Jobs and careers are already fading with the emergence of the gig economy. As human capital management expert Josh Bersin explains in a recent post: “[T]he jobs of today are shifting away from static ‘jobs’ to ‘roles,’ with much more of a hybrid nature.” We’re now witnessing the emergence of “new ‘hybrid jobs’ (i.e. IOT engineer, digital marketing experience manager, etc.)” that “do not lend themselves to static job descriptions and simple job titles. They are jobs that require technical, industry, managerial, and integrated thinking skills; they often require skills in communication, persuasion, and teamwork.”

Researchers at the Institute for the Future agree, arguing that in this new gig economy, we’ll no longer be training students for jobs. Instead, we’ll have to figure out how to help our students learn how to monetize their assets. For those who cringe at the notion of connecting learning and work, monetizing your assets can seem like blasphemy. But as we consider a future with easier and better access to internet, or abundant, free, and data-driven information and content, we have to begin forecasting the skills needed for that future.

Can we collaborate and figure out how we build that asset class together? Can we let go of the notion of proprietary competencies and give them away in order to build a shared commons?
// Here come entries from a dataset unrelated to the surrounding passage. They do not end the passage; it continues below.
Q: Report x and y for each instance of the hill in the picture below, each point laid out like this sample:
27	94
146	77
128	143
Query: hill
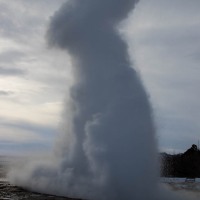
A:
181	165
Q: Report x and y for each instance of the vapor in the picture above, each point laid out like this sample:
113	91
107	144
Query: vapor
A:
107	150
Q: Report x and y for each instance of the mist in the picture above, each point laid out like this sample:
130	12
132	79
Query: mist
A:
107	150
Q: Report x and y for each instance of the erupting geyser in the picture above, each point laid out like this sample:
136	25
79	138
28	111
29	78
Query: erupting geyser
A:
108	150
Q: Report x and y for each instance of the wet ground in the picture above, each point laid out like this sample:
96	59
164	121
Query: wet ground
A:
11	192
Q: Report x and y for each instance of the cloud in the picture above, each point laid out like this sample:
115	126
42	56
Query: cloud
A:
23	136
164	37
5	93
11	71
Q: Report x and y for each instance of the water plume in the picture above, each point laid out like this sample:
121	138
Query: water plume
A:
108	148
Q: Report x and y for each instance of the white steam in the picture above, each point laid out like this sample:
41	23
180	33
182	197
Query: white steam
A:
108	148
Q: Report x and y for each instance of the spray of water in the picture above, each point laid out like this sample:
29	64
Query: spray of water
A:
108	148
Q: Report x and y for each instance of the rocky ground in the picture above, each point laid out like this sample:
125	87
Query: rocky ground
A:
11	192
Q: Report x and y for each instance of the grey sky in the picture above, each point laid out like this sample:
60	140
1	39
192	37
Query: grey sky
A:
164	40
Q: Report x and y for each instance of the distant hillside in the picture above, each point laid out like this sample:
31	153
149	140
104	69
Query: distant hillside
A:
181	165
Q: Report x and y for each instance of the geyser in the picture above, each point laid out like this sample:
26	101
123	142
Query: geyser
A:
108	148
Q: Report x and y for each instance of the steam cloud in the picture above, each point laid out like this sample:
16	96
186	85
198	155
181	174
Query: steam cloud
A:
108	148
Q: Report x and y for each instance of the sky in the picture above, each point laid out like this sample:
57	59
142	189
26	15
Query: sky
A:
164	45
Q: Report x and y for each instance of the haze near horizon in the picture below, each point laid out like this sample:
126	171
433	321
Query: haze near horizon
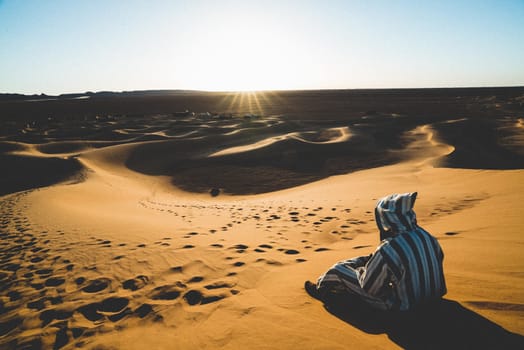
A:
60	47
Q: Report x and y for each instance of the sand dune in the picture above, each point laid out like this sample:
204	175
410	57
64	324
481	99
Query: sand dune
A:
132	251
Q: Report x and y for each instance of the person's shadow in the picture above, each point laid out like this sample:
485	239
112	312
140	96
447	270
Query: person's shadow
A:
443	325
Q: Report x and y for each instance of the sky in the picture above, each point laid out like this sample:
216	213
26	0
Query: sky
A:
67	46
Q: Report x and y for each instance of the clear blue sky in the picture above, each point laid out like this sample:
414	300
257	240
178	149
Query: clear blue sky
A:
74	46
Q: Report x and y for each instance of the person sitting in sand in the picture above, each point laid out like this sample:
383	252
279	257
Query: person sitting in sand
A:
403	273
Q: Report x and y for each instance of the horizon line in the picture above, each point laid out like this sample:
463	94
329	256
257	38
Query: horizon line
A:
263	90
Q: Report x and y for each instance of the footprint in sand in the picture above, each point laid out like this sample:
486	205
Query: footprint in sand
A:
196	279
136	283
321	249
54	282
195	297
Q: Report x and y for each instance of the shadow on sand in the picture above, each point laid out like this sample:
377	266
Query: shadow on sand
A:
445	325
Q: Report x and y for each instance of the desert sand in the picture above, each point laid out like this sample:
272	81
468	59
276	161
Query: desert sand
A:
113	238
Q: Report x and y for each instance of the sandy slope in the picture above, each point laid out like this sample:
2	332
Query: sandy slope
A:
125	260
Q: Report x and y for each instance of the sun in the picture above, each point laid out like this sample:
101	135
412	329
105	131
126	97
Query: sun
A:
242	55
248	102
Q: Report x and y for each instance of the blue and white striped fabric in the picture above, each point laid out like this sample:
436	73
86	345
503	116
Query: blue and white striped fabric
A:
405	270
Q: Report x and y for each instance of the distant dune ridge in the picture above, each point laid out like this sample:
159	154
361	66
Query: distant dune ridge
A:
192	219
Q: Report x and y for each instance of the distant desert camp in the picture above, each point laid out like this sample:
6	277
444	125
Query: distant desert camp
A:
192	219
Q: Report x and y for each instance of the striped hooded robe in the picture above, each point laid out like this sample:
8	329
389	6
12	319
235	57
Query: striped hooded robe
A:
406	269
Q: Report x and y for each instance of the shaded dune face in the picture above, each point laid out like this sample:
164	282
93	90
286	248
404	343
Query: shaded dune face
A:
269	155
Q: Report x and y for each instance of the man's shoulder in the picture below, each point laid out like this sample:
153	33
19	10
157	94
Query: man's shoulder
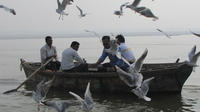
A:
43	47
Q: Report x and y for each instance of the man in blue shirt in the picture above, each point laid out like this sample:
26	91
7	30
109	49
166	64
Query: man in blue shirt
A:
114	60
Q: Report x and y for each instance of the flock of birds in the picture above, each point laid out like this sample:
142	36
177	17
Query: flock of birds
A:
132	78
39	95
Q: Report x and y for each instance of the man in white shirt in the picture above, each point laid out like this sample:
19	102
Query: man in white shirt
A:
125	52
69	55
48	51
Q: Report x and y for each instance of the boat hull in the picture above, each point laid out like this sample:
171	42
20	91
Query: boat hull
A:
169	77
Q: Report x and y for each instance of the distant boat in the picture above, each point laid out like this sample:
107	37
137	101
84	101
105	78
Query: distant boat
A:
195	34
169	77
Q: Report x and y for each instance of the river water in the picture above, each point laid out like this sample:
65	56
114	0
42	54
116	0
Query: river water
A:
161	49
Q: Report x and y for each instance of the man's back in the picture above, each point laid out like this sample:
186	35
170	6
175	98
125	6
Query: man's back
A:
126	52
46	52
68	57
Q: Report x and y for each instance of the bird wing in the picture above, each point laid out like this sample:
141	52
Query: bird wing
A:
88	96
138	77
194	59
121	7
196	34
192	53
163	33
1	6
53	105
59	4
81	12
145	85
64	4
64	106
126	77
136	3
78	98
139	61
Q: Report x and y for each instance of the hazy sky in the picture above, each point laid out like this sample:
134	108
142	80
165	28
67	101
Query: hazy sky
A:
40	17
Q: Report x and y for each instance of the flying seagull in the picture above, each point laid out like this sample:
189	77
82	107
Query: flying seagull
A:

Because the alternative seems a whole lot less appealing. In More Like Us, James Fallows writes, “When the radius of trust is small, the society is carved into tribes, castes, and clans. People are loyal to the handful of brothers inside the circle and may as well be at war with everyone else. The obligation to behave decently—and the expectation of decency in return—ends with family and friends.” This is a zero-sum world.

In a world of a reciprocity advantage, however, we can build a collective definition of future skills, and then be wildly inventive about how we combine competencies with content, assessments and simulations in unique content areas. There is an abundant future ahead of us if we move beyond the merely tribal work into that larger radius of trust.

Michelle R. Weise is Chief Innovation Officer of Sandbox ColLABorative, the research and development lab of strategy and innovation at Southern New Hampshire University.